21.3 Rear Seats & Gaiters
The optional rear “seat” is actually just a shelf as it cannot have 3-point belts and it would be too small for anyone but the smallest children. However, cosmetically it looks really good (photo 1). I wanted to make it easily removable so that I can use the space when touring or perhaps eventually make an alternative removable luggage box.
The seat has two parts, the back and the cushion (or squab). It is supplied with hinges which fix the seat back to the flat shelf area above the rear axle. The squab is normally screwed in from underneath. I chose to modify the seat fixings to make both parts removable.
The base of each hinge was modified by making keyhole slots (photo 2). Small pillars were fitted to the rear shelf for these keyhole slots to engage with.
A further hole was drilled to accept a peg to prevent the hinge sliding out of engagement (photo 3).
The squab was fixed front and rear with webbing straps screwed to its underside and press studs (photo 4).
The top of the seat back was held by the use of two more webbing straps and press studs (photo 5).
Handbrake & Gear Lever Gaiters
Gaiters were supplied for the handbrake and gear lever in matching vinyl.
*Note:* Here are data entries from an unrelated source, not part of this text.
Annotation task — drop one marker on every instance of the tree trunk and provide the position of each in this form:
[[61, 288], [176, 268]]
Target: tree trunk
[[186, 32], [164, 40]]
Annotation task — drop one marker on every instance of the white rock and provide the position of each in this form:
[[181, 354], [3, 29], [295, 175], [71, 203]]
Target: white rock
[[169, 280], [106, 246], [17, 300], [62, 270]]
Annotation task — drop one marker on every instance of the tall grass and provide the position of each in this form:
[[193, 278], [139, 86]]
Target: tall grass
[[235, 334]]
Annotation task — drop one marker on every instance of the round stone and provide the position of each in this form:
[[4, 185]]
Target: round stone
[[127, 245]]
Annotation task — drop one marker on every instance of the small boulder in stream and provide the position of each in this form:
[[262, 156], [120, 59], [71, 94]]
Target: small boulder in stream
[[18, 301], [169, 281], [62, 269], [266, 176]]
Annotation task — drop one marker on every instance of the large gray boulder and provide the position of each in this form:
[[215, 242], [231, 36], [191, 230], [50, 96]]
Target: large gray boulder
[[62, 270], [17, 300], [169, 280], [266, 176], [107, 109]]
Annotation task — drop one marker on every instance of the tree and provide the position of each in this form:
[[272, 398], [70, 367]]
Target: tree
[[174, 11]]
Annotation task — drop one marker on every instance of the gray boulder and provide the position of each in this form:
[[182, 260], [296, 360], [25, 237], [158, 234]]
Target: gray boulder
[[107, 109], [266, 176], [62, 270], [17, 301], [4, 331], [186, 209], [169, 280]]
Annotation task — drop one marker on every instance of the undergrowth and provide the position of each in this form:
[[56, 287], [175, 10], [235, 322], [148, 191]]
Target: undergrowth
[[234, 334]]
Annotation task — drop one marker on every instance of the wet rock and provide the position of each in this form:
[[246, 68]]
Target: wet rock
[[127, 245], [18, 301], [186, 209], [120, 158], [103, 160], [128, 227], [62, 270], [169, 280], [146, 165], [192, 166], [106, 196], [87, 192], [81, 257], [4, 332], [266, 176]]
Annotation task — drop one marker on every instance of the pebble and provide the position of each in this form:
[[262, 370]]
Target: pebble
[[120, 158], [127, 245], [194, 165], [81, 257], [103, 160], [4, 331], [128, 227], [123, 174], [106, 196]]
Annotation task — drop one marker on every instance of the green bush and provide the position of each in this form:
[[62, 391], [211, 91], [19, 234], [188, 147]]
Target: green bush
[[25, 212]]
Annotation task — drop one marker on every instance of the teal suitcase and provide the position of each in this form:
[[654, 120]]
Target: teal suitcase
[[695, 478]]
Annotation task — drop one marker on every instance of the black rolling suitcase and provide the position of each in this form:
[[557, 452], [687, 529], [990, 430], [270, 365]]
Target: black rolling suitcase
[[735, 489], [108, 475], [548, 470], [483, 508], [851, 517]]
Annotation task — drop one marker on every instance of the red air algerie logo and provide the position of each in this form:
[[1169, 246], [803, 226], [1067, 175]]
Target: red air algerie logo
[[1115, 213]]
I found it necessary for an extra section of spare vinyl to be let into the front of the supplied gaiter (with thanks to my mother and her sewing machine!) in order to clear the handbrake switch. I used press studs to secure the gaiter to the transmission tunnel rather than have it sewn to the carpet (photo 6).
Gear Lever Gaiter
I decided to use a standard MGB rubber gaiter under the vinyl one to reduce noise and provide protection from the elements. Both gaiters are held securely under the standard MGB chrome ring (photo 7). This does, however, make the gaiter look a little bulky and hampers selection of gears, particularly reverse. Later I made the rubber gaiter smaller by cutting away the bottom section which improves both the look and the gear selection.